海洋渔业在全球食物安全中扮演着至关重要的角色。然而，过度捕捞，特别是非法、不报告和不管制（IUU）的捕捞活动，严重威胁着渔业资源的可持续性。传统的鱼类种群评估方法，如拖网、刺网等，通常成本高昂、选择性低、副渔获物多，且对水生栖息地造成破坏，尤其不适用于种群数量稀少的濒危物种。

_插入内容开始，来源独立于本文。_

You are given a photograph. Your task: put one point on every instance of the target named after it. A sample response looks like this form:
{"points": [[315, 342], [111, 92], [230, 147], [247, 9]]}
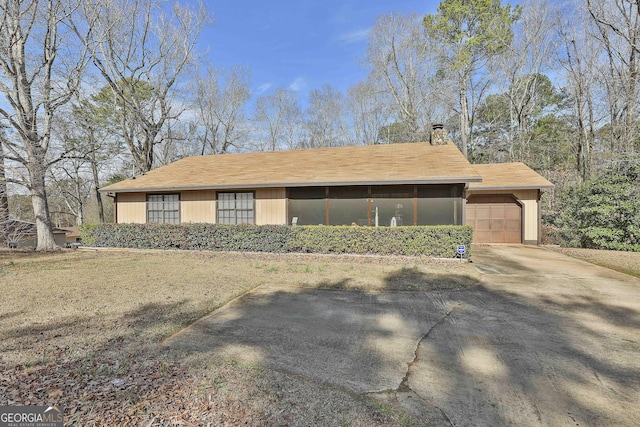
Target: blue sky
{"points": [[301, 44]]}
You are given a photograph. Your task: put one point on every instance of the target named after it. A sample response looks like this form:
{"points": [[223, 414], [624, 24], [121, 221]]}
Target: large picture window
{"points": [[235, 208], [163, 208], [387, 205]]}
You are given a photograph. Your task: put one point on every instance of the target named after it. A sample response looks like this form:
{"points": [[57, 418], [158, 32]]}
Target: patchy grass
{"points": [[82, 329], [624, 262]]}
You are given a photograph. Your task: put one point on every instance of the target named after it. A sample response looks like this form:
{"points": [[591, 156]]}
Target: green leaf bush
{"points": [[604, 213], [435, 241]]}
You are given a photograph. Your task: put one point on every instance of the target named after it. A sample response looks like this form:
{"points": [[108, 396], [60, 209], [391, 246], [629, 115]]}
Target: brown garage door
{"points": [[495, 219]]}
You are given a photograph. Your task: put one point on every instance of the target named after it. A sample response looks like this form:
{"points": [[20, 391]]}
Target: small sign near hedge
{"points": [[435, 241]]}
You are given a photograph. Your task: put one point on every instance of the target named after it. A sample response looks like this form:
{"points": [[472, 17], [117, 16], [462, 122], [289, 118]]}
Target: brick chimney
{"points": [[438, 135]]}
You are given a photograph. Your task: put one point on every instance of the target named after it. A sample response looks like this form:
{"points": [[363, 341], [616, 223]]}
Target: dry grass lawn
{"points": [[83, 330], [624, 262]]}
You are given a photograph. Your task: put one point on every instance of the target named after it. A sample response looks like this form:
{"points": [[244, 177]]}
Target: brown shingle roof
{"points": [[361, 165], [512, 176]]}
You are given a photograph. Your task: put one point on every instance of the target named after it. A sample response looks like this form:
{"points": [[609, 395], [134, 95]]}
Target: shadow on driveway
{"points": [[543, 341]]}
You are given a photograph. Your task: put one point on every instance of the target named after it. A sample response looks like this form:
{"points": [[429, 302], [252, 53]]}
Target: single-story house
{"points": [[72, 235], [375, 185], [22, 234]]}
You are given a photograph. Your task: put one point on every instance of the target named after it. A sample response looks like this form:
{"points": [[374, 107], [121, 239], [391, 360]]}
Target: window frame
{"points": [[235, 208], [164, 209]]}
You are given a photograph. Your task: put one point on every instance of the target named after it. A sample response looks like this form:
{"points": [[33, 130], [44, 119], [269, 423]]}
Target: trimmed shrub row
{"points": [[436, 241]]}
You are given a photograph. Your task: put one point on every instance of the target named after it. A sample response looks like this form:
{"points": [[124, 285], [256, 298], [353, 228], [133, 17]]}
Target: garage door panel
{"points": [[495, 219], [513, 213], [512, 225]]}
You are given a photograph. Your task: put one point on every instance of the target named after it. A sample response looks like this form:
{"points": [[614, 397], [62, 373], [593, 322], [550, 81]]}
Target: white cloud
{"points": [[298, 84], [354, 36], [263, 88]]}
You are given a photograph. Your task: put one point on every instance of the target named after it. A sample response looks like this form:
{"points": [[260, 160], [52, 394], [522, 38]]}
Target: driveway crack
{"points": [[404, 384]]}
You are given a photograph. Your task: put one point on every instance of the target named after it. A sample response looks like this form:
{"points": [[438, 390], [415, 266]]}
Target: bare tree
{"points": [[38, 75], [579, 58], [70, 184], [4, 196], [220, 99], [471, 32], [370, 109], [618, 31], [141, 50], [524, 65], [402, 66], [278, 118], [325, 123]]}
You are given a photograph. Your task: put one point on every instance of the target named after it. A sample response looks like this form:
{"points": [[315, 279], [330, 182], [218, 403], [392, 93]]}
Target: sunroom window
{"points": [[163, 208], [235, 208]]}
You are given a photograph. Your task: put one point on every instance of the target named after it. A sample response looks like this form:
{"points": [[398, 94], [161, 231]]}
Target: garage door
{"points": [[495, 219]]}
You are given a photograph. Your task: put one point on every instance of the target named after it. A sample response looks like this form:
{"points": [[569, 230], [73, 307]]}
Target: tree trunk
{"points": [[96, 186], [464, 116], [4, 199], [46, 242]]}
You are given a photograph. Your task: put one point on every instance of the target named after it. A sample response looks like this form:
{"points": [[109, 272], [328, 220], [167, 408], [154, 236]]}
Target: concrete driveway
{"points": [[545, 340]]}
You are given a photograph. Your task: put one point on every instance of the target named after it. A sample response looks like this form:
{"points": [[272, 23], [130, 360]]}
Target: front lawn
{"points": [[82, 329]]}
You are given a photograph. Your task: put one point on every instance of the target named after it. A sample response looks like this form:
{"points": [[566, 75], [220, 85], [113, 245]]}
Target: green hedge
{"points": [[437, 241]]}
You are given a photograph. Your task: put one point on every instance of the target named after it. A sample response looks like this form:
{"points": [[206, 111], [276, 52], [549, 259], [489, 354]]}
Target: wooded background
{"points": [[95, 92]]}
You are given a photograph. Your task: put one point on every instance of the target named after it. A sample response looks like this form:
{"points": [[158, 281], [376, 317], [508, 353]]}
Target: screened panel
{"points": [[348, 206], [235, 208], [393, 205], [439, 205], [308, 205], [163, 208]]}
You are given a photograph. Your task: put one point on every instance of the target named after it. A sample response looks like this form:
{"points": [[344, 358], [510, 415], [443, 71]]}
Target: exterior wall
{"points": [[131, 208], [530, 211], [271, 206], [198, 206]]}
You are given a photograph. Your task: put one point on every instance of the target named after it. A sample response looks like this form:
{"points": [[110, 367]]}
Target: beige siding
{"points": [[198, 206], [529, 200], [131, 208], [271, 206]]}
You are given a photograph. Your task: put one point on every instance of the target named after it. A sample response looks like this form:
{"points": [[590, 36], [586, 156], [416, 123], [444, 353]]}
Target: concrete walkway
{"points": [[545, 340]]}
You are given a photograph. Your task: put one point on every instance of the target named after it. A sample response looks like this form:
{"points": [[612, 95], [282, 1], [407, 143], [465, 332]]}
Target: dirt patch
{"points": [[624, 262], [82, 329]]}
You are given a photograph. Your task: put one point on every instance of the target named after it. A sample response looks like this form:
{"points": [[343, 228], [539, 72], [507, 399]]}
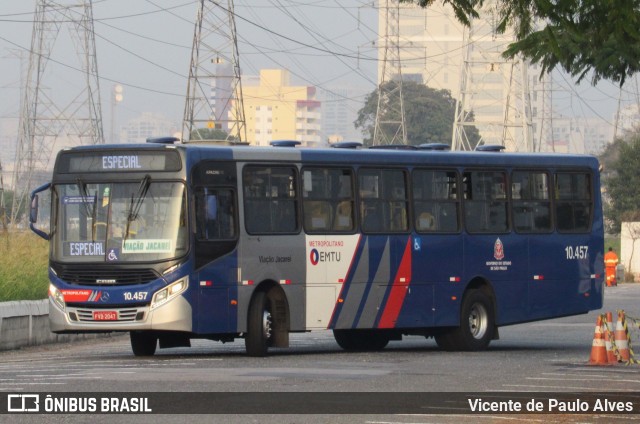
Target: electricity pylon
{"points": [[47, 122], [389, 126], [494, 92], [214, 90]]}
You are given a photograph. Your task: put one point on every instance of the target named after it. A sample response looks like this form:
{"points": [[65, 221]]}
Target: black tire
{"points": [[477, 324], [143, 343], [259, 326], [361, 340]]}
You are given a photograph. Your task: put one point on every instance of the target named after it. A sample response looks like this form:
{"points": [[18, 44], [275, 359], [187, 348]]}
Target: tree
{"points": [[583, 37], [623, 184], [429, 115]]}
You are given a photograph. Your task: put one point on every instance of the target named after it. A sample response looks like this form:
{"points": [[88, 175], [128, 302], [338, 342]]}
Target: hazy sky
{"points": [[145, 45]]}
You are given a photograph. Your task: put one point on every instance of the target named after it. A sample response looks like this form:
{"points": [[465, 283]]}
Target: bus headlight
{"points": [[166, 294], [57, 297]]}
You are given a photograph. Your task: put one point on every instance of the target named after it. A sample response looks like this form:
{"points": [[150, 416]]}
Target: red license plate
{"points": [[105, 316]]}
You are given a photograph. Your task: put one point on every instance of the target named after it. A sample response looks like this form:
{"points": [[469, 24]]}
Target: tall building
{"points": [[436, 50], [339, 114], [147, 125], [276, 110]]}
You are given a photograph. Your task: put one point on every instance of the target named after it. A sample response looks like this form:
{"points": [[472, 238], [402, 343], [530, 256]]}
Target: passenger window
{"points": [[436, 201], [215, 214], [327, 200], [574, 202], [531, 203], [270, 199], [485, 201], [383, 201]]}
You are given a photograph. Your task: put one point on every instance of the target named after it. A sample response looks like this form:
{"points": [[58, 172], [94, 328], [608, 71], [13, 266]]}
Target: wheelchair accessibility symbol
{"points": [[113, 255]]}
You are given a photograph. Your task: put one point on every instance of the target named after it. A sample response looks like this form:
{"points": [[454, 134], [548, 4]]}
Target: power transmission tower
{"points": [[389, 126], [494, 92], [214, 90], [48, 123]]}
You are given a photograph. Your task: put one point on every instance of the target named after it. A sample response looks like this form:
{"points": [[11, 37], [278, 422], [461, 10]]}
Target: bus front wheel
{"points": [[477, 324], [259, 326], [143, 343]]}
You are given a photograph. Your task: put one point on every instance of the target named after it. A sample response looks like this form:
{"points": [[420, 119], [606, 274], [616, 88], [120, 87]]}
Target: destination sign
{"points": [[119, 161], [84, 248]]}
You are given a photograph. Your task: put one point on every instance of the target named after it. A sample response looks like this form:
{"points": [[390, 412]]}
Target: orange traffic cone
{"points": [[608, 340], [598, 349], [622, 338]]}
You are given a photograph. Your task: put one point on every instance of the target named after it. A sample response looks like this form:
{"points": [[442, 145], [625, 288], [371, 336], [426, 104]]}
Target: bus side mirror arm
{"points": [[33, 211]]}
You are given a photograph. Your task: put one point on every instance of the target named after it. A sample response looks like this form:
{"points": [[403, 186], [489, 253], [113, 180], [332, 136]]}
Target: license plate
{"points": [[105, 316]]}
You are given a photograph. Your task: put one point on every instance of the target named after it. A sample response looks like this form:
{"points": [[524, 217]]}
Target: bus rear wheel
{"points": [[143, 343], [259, 326], [477, 324], [361, 340]]}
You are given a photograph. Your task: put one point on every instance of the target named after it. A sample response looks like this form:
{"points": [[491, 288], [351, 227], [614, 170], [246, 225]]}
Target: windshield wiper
{"points": [[134, 208], [90, 212]]}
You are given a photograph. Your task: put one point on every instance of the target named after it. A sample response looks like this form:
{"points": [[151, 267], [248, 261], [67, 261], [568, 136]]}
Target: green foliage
{"points": [[583, 37], [23, 266], [623, 184], [429, 115]]}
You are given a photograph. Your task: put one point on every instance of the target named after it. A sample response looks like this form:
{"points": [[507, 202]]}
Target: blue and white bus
{"points": [[186, 241]]}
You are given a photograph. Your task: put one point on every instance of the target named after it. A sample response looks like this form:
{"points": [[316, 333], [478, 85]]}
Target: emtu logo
{"points": [[314, 257]]}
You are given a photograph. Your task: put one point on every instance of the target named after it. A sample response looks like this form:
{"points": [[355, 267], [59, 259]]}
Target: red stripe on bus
{"points": [[340, 299], [398, 291]]}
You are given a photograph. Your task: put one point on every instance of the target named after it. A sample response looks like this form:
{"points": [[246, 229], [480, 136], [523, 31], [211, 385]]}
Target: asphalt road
{"points": [[540, 357]]}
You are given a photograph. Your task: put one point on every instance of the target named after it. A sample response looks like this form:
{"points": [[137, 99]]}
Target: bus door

环境DNA（eDNA）分析技术为此提供了一种有前景的替代方案。该技术通过检测生物体释放到环境中的遗传物质（如粘液、粪便、组织等）来推断物种的存在。其中，靶向定量PCR（qPCR）提供了一种便捷、经济高效的分析手段，已被广泛应用于物种检测。然而，要将eDNA浓度准确地转化为生物量或丰度估计，必须了解目标物种eDNA的释放（产生）速率和衰减（持续）速率，这些参数通常具有物种特异性。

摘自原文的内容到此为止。